Les anciennes réponses semblaient insatisfaisantes pour des raisons différentes. L'empirisme aristotélicien avait trop étroitement lié la connaissance au témoignage changeant des sens et à une théorie des formes dont le pouvoir explicatif semblait désormais inerte. Les appels scolastiques à l'autorité ne persuadaient plus une génération qui avait vu des autorités se contredire. L'induction baconienne, quant à elle, promettait beaucoup mais semblait à de nombreux rationalistes trop dépendante de l'accumulation et trop faible sur la nécessité. Ils pensaient qu'on pouvait accumuler des observations indéfiniment, sans jamais expliquer pourquoi la nature devait se comporter comme elle le fait. La tension centrale était simple et profonde : l'expérience nous dit que quelque chose est ainsi ; la raison vise à montrer pourquoi cela doit être ainsi.
Cette distinction importait parce que les sciences elles-mêmes étaient en train de changer. La nouvelle astronomie n'ajoutait pas seulement des faits ; elle modifiait ce qui comptait comme explication. Les harmonies mathématiques de Kepler et les lois du mouvement de Galilée suggéraient que la nature pourrait être écrite dans le langage de la quantité. Si tel est le cas, l'intellect n'était pas simplement un enregistreur passif d'impressions. Il était un collaborateur dans la découverte de l'ordre. Le rationalisme a pris cette intuition et l'a généralisée. Le monde est intelligible parce que l'esprit est équipé pour saisir l'intelligibilité.
Il y a ici une ironie frappante. Le mouvement apparaît souvent comme une affirmation fière de la pensée pure contre le monde désordonné, mais sa naissance a été motivée par l'anxiété face au désordre du monde. Le rationaliste n'était pas le savant se prélassant dans l'abstraction ; il était l'enquêteur qui ne faisait plus confiance à ce que la tradition et la sensation avaient conjointement transmis. Le coût de cette méfiance était élevé. Si les sens sont rétrogradés trop loin, que reste-t-il de la vie ordinaire, de l'existence incarnée et du monde partagé du jugement commun ? Cette question plane à la périphérie du mouvement depuis le début.
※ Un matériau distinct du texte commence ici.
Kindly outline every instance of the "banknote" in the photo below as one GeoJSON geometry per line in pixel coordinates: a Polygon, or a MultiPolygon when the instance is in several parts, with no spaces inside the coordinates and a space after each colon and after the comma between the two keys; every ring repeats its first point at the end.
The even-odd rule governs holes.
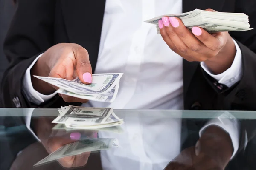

Une caractéristique plus surprenante du rationalisme moderne précoce est à quel point il est étroitement lié à la théologie. Pour Descartes et plus tard pour Leibniz, la raison n'est pas un substitut séculier à la foi mais souvent un moyen de défendre l'intelligibilité, la bonté ou l'existence de Dieu. Le monde n'est pas un fait brut ; c'est l'expression d'un ordre rationnel. Le rationalisme commence donc dans un paradoxe : il cherche l'indépendance par rapport aux sens sans renoncer à l'espoir que la réalité elle-même est ordonnée comme une preuve.
Au moment où cet espoir devient explicite, le pari central est prêt à être énoncé : peut-être que l'esprit contient des ressources qui ne sont pas apprises par l'expérience mais qui sont nécessaires pour rendre l'expérience compréhensible en premier lieu. La prochaine tâche est de voir ce que ce pari revendique réellement, et pourquoi il pourrait sembler à la fois évident et dangereux.